I saw Chronicles of Narnia: Prince Caspian at a matinee today. The movie is inspiring several entries, but my first has to do with the overall effect that the movie has had on me. I feel like I had been sleeping, and was stirred awake for a bit.

In Prince Caspian, the mythical (not imaginary, but mythical) land of Narnia has been overtaken by intruders, relegating all of the Narnian inhabitants to exile (at best) and wild savagery (at worst).

More notable than the children's absence is that of Narnia's king, Aslan. There has been no sign of him since the children left. They even have to go on a search for him once they arrive again.

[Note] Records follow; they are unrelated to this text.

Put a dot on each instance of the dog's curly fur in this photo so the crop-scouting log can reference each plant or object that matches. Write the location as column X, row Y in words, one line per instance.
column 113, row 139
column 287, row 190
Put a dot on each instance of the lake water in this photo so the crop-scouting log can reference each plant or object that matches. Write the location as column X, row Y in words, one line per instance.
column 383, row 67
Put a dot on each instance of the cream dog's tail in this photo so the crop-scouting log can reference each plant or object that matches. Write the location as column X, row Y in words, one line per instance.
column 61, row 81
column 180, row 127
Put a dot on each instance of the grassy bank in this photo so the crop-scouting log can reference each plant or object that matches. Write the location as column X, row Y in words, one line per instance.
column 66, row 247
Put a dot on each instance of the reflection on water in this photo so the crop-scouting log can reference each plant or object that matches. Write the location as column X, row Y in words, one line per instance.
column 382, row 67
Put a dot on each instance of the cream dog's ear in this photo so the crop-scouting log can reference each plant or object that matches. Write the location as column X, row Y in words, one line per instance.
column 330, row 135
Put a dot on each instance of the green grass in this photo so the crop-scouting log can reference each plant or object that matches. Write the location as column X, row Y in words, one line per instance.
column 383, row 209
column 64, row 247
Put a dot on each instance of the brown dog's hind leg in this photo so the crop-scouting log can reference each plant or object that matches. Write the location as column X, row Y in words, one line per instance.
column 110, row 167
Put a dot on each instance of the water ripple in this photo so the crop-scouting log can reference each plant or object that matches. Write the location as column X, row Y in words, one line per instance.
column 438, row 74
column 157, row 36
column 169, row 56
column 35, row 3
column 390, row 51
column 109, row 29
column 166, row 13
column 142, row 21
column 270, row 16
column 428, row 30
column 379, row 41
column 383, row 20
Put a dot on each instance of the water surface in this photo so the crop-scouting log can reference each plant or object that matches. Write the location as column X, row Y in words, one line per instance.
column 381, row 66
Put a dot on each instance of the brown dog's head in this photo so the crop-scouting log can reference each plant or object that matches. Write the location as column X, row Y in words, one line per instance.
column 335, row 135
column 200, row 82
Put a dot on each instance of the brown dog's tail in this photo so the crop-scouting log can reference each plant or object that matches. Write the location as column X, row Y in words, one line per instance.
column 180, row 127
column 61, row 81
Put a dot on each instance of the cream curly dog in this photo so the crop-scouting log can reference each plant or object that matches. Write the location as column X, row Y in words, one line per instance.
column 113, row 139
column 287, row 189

All four children are surprised at the state of Narnia. The youngest of the four children, Lucy, is shocked to find that bears won't talk to her, but rather want to eat her. One of her newfound Narnian friends saves her from the bear by putting an arrow through its heart. A dialouge ensues:

Lucy: "Why did he want to eat me?"
Narnian: "I'd say because he appeared to be hungry."
Lucy: "Why, he didn't even talk. He was as wild and savage as the animals at home."
Narnian: "Well, when you get treated like an animal long enough, you forget who you are, and you become an animal."

Later in the movie, Lucy has a dream. In it she journeys through the forest on a search for Aslan. As she searches, it becomes apparent that she is searching for him in the Narnia that used to be--where flower petals whisked through the air to make magical creatures, and trees sway, move, and dance to point the way to Aslan. In her dream, Lucy eventually finds Aslan, but awakes to find that it was only a dream. She rises and follows the path in the forest that she had dreamed about, stopping to touch a tree and whisper: "Wake up."

As I watched the movie, I allowed myself to be swept up in all of its symbolism. I found myself to be one of the Narnians. As I stop looking for God, I stop seeing him. The longer I fail to see him, the more sleepy I get. The deeper my sleep gets, the more I forget who I really am. I become like a Narnian tree: no longer do I dance, sway, or point the way.

Which is why when I first saw and heard Aslan speak in Lucy's dream, I had to fight back tears.

I do not want to sleep anymore.

I want to dance, sway, and point the way.

1 comment:

matty said...

I saw this movie tonight with my wife.

It truly is one of those stories that takes your breath away. Yeah, sure, some of the animals appear fully CG, but this movie holds within it something that stirs the spirit. It was almost as if I was a little child again, longing ever so deeply to experience this magical place.

Perhaps I found Peter to be the most fascinating character. He's strong and has been expected to do great things. However, when Aslan doesn't show up he unfortunately decides to take things into his own hands. He thinks he can do it on his own and this leads him into great trouble.

Most disheartening to me is that this is Peter's final journey to Narnia. While Aslan tells him that he's learned all he can from Narnia, I think it has more to do with the fact that Peter spiritually and mentally is becoming less and less fit to live in the marvelous world of Narnia.


I want to live in the marvelous. I want to believe the unimaginable.